Brett Hayman (born 3 May 1972 in Melbourne) is an Australian three time world champion, a dual Olympian and an Australian national champion rowing coxswain. He won a silver medal at the 2000 Sydney Olympics steering the Australian men's eight. He coxed Australian crews at every premier world rowing regatta from 1993 to 2000.

==Club and state rowing==
Hayman's senior coxing was initially from the Yarra Yarra Rowing Club in Melbourne and then the Mercantile Rowing Club. Later when he took an AIS scholarship he rowed from the Daramalan Rowing Club in Canberra.

Hayman's first Victorian state representative call-up was to the 1991 Victorian youth eight which contested the Noel Wilkinson Trophy at the Interstate Regatta within the Australian Rowing Championships. In 1995 he coxed the Victorian senior men's eight in the King's Cup at the Interstate Regatta. From 1997 when Hayman was at the Australian Institute of Sport he coxed ACT eights in the King's Cup, starting with the victorious ACT crew of 1997. He then steered the ACT King's Cup eights of 1998, 2000, 2001 and 2003.

==International representative rowing==
Hayman's first Australian representative appearance was in the men's coxed four at the 1993 World Rowing Championships in Roudnice. That crew placed fifth as did Hayman's next representative boat, the coxed four who raced at the 1994 World Championships in Indianapolis. He was then in the stern of the Australian men's senior eight for Tampere 1995. He was the incumbent senior Australian coxswain coming into the 1996 Olympic year and steered the men's senior eight at Atlanta 1996 to a sixth-place finish.

World Championship success came to Hayman in 1997 as cox of the men's lightweight eight at the 1997 World Championships in Aiguebelette. The Australians won a thrilling final by 0.03 seconds and only 1.5 lengths separated the field.

In 1998 Australia's prominent world class crew the Oarsome Foursome returned to elite rowing from the break that followed their 1996 Olympic success. At the 1998 Cologne World Championships they rowed in a number of combinations including coxed crews steered by Hayman.
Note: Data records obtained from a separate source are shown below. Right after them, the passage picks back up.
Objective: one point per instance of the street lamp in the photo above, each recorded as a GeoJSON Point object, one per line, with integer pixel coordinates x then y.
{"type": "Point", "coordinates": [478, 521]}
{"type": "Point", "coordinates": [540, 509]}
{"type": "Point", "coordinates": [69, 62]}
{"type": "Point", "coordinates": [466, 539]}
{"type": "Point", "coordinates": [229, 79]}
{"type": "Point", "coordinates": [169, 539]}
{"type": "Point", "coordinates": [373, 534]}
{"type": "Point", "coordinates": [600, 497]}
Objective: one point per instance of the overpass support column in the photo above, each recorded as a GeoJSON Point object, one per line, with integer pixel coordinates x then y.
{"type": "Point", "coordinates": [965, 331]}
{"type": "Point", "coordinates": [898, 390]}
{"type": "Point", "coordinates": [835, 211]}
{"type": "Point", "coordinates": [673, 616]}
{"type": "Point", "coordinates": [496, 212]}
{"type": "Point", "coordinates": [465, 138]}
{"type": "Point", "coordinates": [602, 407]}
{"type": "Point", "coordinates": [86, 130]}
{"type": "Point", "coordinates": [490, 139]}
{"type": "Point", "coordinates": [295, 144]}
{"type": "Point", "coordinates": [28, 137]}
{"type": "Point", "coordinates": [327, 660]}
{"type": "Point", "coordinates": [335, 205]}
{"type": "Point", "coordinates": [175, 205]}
They won gold as a coxed four and Nick Green, James Tomkins and Hayman were also crowned World Champions in a coxed pair.

At the 1999 World Rowing Championships Hayman was Australia's senior coxswain and he steered the men's eight (which placed seventh) and the pair to fourth place.

In the 2000 Olympic year Hayman was again in the Australian eight. He steered the crew in both World Rowing Cup races in Europe in their lead up campaign as well as at the Henley Royal Regatta where they raced as an Australian Institute of Sport eight and won that year's Grand Challenge Cup. Hayman's final Australian representative appearance was in the eight at the 2000 Sydney Olympics. The Australian eight won their heat beating the eventual gold medallists Great Britain in a time faster than the final. In the final Australians started slowly requiring an almighty sprint home which they almost achieved. They won the silver Olympic medal with Hayman in the stern.